Hoy me he acordado de ti, mamita. Lo digo como si hubiera un solo día en el que no lo haya hecho desde que te fuiste.
Me he acordado de ti con más intensidad, porque te he visto; te he visto en mí, en un mohín que ha dibujado mi sonrisa. Estás cada día más presente en mis gestos, en las expresiones que utilizo, en algunas de las cosas que pienso, en mi mirada. Nunca como en los últimos tiempos había oído tanto lo de cada día te pareces más a tu madre. Pues qué bien, mami. ¿A quién mejor que a ti?
Te habrás reído, cuando esta mañana me afanaba con el pasapuré que tantas veces te vi utilizar. Ha sido al terminar, al girarlo para rebañar el colador por abajo, cuando he fruncido el labio como tú lo hacías, mientras con una cucharilla recogías el resto y lo lanzabas al recipiente. Hacías ese mismo gesto rebañando los yogures.
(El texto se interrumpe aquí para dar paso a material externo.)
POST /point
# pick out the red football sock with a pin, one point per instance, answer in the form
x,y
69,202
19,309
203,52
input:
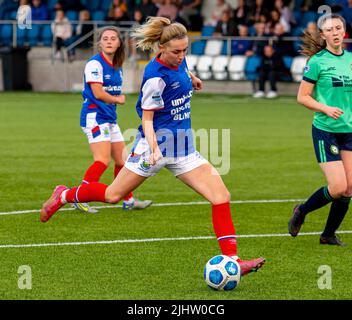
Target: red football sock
x,y
224,229
117,169
94,191
94,172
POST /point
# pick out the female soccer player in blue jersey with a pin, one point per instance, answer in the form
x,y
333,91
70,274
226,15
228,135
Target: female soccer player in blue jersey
x,y
165,138
326,88
101,94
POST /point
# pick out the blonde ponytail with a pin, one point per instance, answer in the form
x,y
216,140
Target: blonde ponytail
x,y
158,30
313,43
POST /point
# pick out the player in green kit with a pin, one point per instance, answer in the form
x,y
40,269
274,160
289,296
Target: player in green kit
x,y
326,88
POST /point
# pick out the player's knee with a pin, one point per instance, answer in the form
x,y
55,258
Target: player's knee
x,y
338,190
221,197
106,161
119,163
348,191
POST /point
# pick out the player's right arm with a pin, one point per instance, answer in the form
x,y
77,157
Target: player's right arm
x,y
94,77
310,78
152,101
100,94
305,98
149,133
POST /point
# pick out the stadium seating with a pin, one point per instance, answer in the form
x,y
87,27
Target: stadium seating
x,y
33,35
252,64
5,34
72,15
306,17
213,47
47,35
98,15
219,68
236,67
105,5
192,63
204,66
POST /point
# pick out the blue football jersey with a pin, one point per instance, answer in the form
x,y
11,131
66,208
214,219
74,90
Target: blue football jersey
x,y
168,91
99,70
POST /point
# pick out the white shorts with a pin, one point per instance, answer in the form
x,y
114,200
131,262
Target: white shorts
x,y
138,162
101,132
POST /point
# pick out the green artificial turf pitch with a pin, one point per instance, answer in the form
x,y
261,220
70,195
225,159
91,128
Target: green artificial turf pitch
x,y
271,158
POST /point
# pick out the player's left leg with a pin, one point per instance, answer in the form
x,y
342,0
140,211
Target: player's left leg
x,y
339,207
119,155
206,181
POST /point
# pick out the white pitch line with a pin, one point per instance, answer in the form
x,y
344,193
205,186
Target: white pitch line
x,y
107,242
166,204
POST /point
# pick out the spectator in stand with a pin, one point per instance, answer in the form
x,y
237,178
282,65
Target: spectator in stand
x,y
40,11
241,46
287,17
138,17
226,26
7,7
66,5
121,4
81,30
148,8
282,47
219,7
258,45
271,68
62,30
256,12
240,14
168,9
189,8
312,28
311,5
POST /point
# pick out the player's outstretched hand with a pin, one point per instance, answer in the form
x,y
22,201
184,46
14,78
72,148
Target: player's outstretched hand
x,y
333,112
120,99
197,83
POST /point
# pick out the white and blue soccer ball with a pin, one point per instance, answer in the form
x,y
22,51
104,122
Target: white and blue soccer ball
x,y
222,273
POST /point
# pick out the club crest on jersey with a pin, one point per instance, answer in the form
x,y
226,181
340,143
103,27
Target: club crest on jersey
x,y
334,149
95,74
106,132
134,158
175,85
157,98
306,68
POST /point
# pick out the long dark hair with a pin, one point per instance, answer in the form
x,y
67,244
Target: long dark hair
x,y
120,54
313,43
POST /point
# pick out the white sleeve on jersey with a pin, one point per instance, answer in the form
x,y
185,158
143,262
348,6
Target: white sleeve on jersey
x,y
93,72
152,94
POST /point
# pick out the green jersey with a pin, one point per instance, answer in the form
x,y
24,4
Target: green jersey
x,y
332,76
Qué cosa tan cotidiana, mamá, y qué interesante me debía parecer, cuando, de alguna forma, decidí registrarlo en mi cabeza y que pasara a fornar parte de esas pequeñas cosas que ocurrían en esos sencillos momentos que dejamos de compartir y que no volverían nunca más.
Tú y yo sabemos que las posibilidades de que yo empuñe un pasapuré tienden a cero… Por eso me parecen tan increíbles tus maniobras para saludarme y que no me sienta tan huérfana como me siento tantos días. De pronto estabas allí y te he devuelto el saludo: Hola, mamá. No sé por qué me ha dado hoy por desayunar papilla de frutas. Ni sé por qué, cuando ya tenía todos los trozos en la picadora, resulta que no funcionaba. No alcanzo a imaginar qué suerte de lucidez ha iluminado mi pensamiento, para recordar la existencia de un artilugio tan ajeno a mi experiencia de vida como el pasapuré… Ay, mami… Eres tremenda… Y más bonita que ninguna.